15. The method of claim 14, wherein said previously produced phylogenetic tree is provided by said user.

16. The method of claim 12, wherein any of said identified non-target nodes is excluded from said generating step if its respective target node relatedness value exceeds a threshold value.

17. The method of claim 16, wherein said threshold value is input by said user.

18. The method of claim 16, wherein said method further comprises lowering said threshold value if all of said identified non-target nodes are excluded.

19. The method of claim 11, wherein said target node relatedness value is selected from one or more of: a bonus value, a cost value, and an certainty value.

20. The method of claim 11, wherein said outputting to said user is via the internet.

21. The method of claim 11, wherein multiple phylogenetic trees are obtained for said species of interest, and wherein said target node relatedness value for each non-target node is based on a summation of said multiple phylogenetic trees.

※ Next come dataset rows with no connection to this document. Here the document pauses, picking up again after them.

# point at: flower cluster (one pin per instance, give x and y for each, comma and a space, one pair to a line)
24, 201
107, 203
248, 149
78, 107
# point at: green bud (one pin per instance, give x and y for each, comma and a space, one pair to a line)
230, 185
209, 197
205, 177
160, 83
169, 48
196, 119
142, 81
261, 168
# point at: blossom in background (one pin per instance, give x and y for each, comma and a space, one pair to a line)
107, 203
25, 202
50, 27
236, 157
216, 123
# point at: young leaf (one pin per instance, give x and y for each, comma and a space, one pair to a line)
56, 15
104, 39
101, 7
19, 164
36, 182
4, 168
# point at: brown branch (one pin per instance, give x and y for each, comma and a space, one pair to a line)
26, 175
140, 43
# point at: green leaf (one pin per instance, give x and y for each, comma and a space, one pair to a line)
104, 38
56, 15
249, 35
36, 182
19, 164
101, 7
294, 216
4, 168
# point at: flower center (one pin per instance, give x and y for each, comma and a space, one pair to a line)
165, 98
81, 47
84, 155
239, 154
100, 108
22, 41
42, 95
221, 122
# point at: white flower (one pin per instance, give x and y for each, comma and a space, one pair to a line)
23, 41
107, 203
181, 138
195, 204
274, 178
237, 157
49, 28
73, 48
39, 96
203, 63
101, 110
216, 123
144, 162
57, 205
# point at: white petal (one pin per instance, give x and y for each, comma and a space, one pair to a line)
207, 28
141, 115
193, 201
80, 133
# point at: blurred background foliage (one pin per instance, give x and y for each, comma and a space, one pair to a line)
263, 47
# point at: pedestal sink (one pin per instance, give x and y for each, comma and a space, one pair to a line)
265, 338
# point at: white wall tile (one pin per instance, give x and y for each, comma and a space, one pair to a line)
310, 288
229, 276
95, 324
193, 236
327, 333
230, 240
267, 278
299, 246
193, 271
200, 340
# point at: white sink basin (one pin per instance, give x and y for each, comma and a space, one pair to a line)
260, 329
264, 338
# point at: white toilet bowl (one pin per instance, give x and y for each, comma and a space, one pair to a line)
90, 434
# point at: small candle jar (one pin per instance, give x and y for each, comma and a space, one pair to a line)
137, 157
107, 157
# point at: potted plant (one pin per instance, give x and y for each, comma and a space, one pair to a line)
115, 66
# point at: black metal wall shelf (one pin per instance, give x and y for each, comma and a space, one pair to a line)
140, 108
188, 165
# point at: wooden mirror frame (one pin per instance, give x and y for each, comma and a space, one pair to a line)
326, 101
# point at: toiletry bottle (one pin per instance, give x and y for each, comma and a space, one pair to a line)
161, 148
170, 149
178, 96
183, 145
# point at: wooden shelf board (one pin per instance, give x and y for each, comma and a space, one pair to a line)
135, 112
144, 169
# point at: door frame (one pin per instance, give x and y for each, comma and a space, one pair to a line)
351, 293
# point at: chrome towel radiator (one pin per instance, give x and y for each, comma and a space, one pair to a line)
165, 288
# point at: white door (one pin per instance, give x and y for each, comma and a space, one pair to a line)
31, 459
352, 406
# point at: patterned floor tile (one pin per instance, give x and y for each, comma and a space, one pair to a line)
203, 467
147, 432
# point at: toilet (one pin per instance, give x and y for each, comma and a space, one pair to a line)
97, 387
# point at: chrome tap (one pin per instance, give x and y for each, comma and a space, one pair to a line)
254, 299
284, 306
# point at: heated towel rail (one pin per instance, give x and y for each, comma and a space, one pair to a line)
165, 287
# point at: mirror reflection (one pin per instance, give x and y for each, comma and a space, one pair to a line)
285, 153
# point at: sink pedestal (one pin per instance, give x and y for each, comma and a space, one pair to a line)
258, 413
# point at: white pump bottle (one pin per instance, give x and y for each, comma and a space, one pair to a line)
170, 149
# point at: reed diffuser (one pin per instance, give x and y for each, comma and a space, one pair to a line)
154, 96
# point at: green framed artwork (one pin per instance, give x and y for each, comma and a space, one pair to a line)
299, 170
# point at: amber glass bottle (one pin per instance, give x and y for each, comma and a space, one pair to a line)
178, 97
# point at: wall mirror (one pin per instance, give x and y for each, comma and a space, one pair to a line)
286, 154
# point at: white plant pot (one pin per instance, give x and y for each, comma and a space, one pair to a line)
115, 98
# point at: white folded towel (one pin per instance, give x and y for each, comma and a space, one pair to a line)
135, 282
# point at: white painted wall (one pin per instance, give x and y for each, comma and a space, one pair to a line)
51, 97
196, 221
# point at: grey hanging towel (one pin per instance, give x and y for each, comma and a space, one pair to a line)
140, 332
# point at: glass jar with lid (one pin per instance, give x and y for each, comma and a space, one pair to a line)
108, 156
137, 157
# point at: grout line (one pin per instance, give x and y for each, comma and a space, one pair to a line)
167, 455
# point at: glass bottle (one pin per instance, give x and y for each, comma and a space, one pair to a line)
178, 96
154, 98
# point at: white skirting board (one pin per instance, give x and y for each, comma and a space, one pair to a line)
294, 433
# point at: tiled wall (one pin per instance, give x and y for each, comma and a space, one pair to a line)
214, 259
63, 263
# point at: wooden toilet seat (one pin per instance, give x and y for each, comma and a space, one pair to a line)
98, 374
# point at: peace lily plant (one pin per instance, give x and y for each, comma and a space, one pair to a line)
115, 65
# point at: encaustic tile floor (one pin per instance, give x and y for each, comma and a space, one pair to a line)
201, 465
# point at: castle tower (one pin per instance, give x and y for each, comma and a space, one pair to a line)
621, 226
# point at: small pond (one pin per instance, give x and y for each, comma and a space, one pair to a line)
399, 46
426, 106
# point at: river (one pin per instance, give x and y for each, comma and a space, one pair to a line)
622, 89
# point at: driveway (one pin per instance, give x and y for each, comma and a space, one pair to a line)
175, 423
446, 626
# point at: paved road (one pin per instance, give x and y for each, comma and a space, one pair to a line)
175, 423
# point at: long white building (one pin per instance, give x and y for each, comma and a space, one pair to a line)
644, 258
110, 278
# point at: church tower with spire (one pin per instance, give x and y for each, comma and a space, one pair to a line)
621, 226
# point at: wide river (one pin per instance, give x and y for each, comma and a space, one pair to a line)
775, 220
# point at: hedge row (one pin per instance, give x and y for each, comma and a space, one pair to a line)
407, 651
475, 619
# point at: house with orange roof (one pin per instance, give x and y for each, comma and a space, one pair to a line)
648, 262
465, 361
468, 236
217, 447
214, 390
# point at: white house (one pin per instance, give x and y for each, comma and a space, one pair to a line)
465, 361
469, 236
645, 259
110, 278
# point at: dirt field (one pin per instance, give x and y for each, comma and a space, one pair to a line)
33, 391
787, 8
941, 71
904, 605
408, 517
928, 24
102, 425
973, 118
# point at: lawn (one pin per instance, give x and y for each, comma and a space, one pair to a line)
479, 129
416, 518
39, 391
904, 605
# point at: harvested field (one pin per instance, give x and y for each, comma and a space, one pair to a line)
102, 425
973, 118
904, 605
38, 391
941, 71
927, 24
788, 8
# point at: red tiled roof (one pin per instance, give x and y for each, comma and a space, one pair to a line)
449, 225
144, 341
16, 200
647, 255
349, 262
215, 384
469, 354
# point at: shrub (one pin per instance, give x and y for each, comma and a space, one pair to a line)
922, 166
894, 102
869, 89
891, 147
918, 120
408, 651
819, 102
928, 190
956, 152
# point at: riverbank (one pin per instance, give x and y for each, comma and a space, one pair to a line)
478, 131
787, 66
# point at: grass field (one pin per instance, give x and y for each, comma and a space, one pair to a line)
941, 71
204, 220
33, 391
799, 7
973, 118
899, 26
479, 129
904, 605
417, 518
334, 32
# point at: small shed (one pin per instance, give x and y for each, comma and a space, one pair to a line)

22. A computer program product comprising a computer readable storage medium having a computer program stored thereon, wherein said computer program, when loaded onto a computer, operates said computer to generate a repeat library for a species of interest by:

(a) obtaining a phylogenetic tree for said species of interest, wherein said phylogenetic tree comprises nodes representing each species in said phylogenetic tree, wherein said species of interest is the target node, and wherein each non-target node comprises one or more target node relatedness value;

(b) identifying non-target nodes in said phylogenetic tree having known repeat libraries; and

(c) generating a repeat library for said species of interest based on said known repeat libraries and said one or more target node relatedness value.

23. A method of receiving repeat library for a species of interest, said method comprising:

(a) inputting a species of interest into the system of claim 1; and

(b) receiving a repeat library for said species of interest.

24. The method of claim 23, wherein said method further comprises inputting a threshold value, for one or more target node relatedness value.

25. The method of claim 23, wherein said method further comprises selecting an identified non-target node having a known repeat library to be used in said generating step.